Owning a motorcycle is a symbol of rebellion against the rat race and other norms of conventionality, but it also comes with lesser-known downsides and responsibilities. A bike can work great as a second vehicle in heavily trafficked areas and can offer access to surreal experiences in the countryside. But before even considering buying one, please weigh up both its pros and cons.
The PROS of Motorcycle Ownership
It can last longer than a car. If you know how to take care of it properly, a motorcycle can outlive a car. Bikes are amazingly simple machineries, and they can easily get a second or third life at the hands of a passionate mechanic. Just make sure that you don’t needlessly expose it to the elements, that you change the oil whenever necessary, and that you use the right fuel.
No more worries about parking spots. Finding a good parking spot for a motorcycle is a walk in the park, and it is a lot cheaper than with a car.
Cheaper maintenance. A bike comes with fewer maintenance costs than a car since spare parts are more reasonable or can be bought used. Further, you can do some of the repairs yourself (hello, YouTube!)
It is more fuel-efficient. With a motorcycle, you can get twice the gas mileage you would get with a passenger vehicle. Some of the most fuel-efficient cars have a mileage of between 27 and 50 miles per gallon in the city. A cheap motorcycle usually averages 50 miles or more per gallon under the same conditions.
It is cheaper than a used car. If you are thinking about buying a motorcycle as your first vehicle, know that it is cheaper than a used car. Used bikes usually cost under $2,000 while used, non-fuel-efficient cars average $3,500. What’s more, the wear and tear of a used motorcycle is considerably lower than that of a used vehicle. Many people sell their bikes simply because they want a bigger, faster one or wish to start a family life, and a bike is no longer feasible.
You can get healthier. Beside the bad boy or bad gal vibe a bike comes bundled with, riding a motorcycle can also help you get healthier. For instance, you will need toned muscles to move the motorcycle around. Plus, riding it will help improve your posture, balance and strengthen your core.
A bike is also great for your mental health as it helps you get tons of fresh air, which will help relieve stress and anxiety, a perk motorists cannot enjoy. Also, being out in the open with the wind blowing through your hair on a clear summer day is an endorphin-inducing experience that very few other activities can match.
You will notice a significant improvement in your mood after each ride.
The CONS of Motorcycle Ownership
Thieves can be a problem. If your bike is a model that thieves like very much such as a Japanese bike or a Harley, your bike is at risk of being stolen. Use safety locks, a cover, and a safe parking spot when not in use, as bikes end up stolen more often than cars.
Insurance can get costlier. When compared to a car, a bike can cost double as much to insure. Insurers tend to hike premiums because motorcycles are considered riskier vehicles to operate, and bikers are seen as high-risk customers.
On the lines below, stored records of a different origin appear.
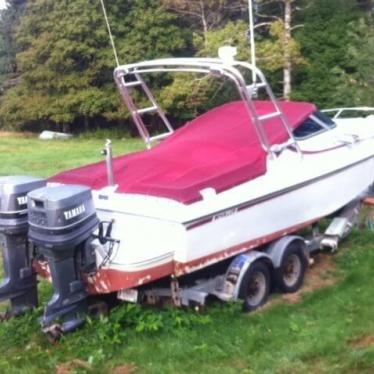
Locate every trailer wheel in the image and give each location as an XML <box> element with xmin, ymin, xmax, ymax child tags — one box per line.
<box><xmin>275</xmin><ymin>243</ymin><xmax>308</xmax><ymax>293</ymax></box>
<box><xmin>239</xmin><ymin>261</ymin><xmax>271</xmax><ymax>312</ymax></box>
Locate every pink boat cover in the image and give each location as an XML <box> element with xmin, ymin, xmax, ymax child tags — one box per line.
<box><xmin>51</xmin><ymin>101</ymin><xmax>316</xmax><ymax>204</ymax></box>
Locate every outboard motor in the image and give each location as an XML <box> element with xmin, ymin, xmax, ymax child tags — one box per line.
<box><xmin>0</xmin><ymin>176</ymin><xmax>46</xmax><ymax>317</ymax></box>
<box><xmin>28</xmin><ymin>185</ymin><xmax>99</xmax><ymax>334</ymax></box>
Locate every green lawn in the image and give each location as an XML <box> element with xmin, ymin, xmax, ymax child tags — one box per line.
<box><xmin>0</xmin><ymin>134</ymin><xmax>373</xmax><ymax>374</ymax></box>
<box><xmin>0</xmin><ymin>134</ymin><xmax>143</xmax><ymax>177</ymax></box>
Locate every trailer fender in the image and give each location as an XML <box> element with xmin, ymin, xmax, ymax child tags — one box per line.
<box><xmin>265</xmin><ymin>235</ymin><xmax>308</xmax><ymax>269</ymax></box>
<box><xmin>222</xmin><ymin>251</ymin><xmax>273</xmax><ymax>300</ymax></box>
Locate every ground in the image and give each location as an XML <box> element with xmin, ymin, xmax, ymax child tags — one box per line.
<box><xmin>0</xmin><ymin>134</ymin><xmax>373</xmax><ymax>374</ymax></box>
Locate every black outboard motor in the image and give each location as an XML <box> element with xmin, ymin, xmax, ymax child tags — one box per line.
<box><xmin>0</xmin><ymin>176</ymin><xmax>46</xmax><ymax>317</ymax></box>
<box><xmin>28</xmin><ymin>185</ymin><xmax>99</xmax><ymax>334</ymax></box>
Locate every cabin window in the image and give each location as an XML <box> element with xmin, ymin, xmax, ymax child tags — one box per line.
<box><xmin>293</xmin><ymin>111</ymin><xmax>336</xmax><ymax>139</ymax></box>
<box><xmin>313</xmin><ymin>111</ymin><xmax>336</xmax><ymax>127</ymax></box>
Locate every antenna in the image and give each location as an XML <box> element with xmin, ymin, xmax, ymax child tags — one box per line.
<box><xmin>248</xmin><ymin>0</ymin><xmax>257</xmax><ymax>84</ymax></box>
<box><xmin>99</xmin><ymin>0</ymin><xmax>120</xmax><ymax>67</ymax></box>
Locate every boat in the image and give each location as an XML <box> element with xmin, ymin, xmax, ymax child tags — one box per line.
<box><xmin>0</xmin><ymin>52</ymin><xmax>373</xmax><ymax>336</ymax></box>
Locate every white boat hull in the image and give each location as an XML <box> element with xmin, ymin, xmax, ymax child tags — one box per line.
<box><xmin>179</xmin><ymin>155</ymin><xmax>374</xmax><ymax>273</ymax></box>
<box><xmin>87</xmin><ymin>128</ymin><xmax>374</xmax><ymax>293</ymax></box>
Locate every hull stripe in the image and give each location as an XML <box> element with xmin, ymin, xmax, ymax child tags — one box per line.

The most expensive policy is comprehensive collision coverage, but many bikers skip it altogether, especially if they ride cheap bikes not worth insuring.
A bike is more dangerous. Bikers are more prone to severe injuries and death because they are not as sheltered as drivers. Plus, drivers tend not to see bikers on the road, while inclement weather can be a problem. And a pothole filled with water can send you flying off your bike if you have the necessary speed.
So, since traveling on a motorcycle means more exposure to the risk of traffic accidents, it is a good idea to keep the contact info of a seasoned motorcycle accident attorney nearby, as you don't know when you may need it.
Size. A motorcycle comes with (very) limited cargo space. Plus, you cannot take all your loved ones with you on it.
Bad weather is not your friend. With a motorcycle, you cannot ride it when you want it where you want it. If the weather is extreme, it is tough to navigate in blinding rain or high winds hail at over 100 miles per hour. You will need to plan all your outings accordingly and wear protective clothing and gear, which can add to the costs.